Sherlock lies in bed in his wardrobe and tosses and turns. He can’t get the girl’s blue eyes out of his mind: blue like his mother’s and kind like Beatrice’s, her blonde hair the very glowing image of Irene’s, all on a hideous face. His anger at Grimsby and Malefactor and Crew grows. Finally, he gets to his feet and goes out into the dangerous London night, seething.
12
EVERYONE SINS
He wakes in a sweat and cries out. He can barely remember what he did last night, running through the darkest streets of London. He doesn’t want to remember. He had returned with his head and heart pounding, stripped off his clothes, poured a cold bath in Bell’s big tub in the lab, and washed himself over and over before finally crawling to his bed and, still naked, falling into a deep sleep.
But now, he tells himself, he must move forward. What matters is what is before me, not behind. There are things I need to do.
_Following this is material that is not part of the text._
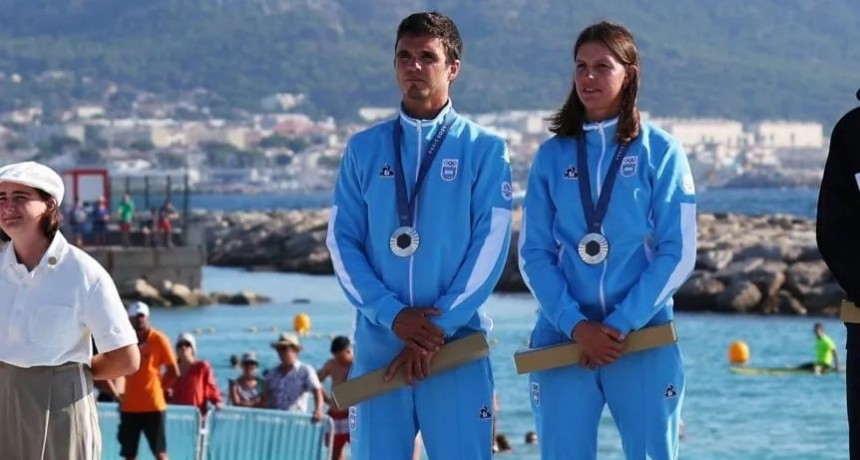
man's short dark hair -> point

He decides upon a bold move. There is no time to waste. He will go directly to Stonefield and speak to him. He must know exactly what Sir Ramsay’s secret is. The things he heard during that traumatic scene in the house in Hounslow paint a picture of what the Governor is hiding, but one without details. He remembers the woman calling Grimsby a “blackmailer” and the scoundrel replying that his boss was being paid but “not in coins.” The woman pleaded that Sir Ramsay had “been through too much. He and the Missus!” “He loves her,” she had said and, “He loved the other one too.” She had screamed the poor girl’s name when she went crashing down the stairs: “Angela!” And when it was over, she had cried, “Our beauty is dead! Just like Gabriella! What will Sir Ramsay say? It will break him!” Sherlock remembers wondering why the woman had not said that this death would break Lady Stonefield too. If the Governor was somehow supporting this poor, unfortunate girl, then why did he not tell his wife? And if he did, why would she, who seems so close to her husband, not be hurt by the girl’s death too? Was this girl a hidden love child from an extramarital affair? Did he keep that secret from her? But Lady Stonefield was so sad when I saw her, so united with him in grief.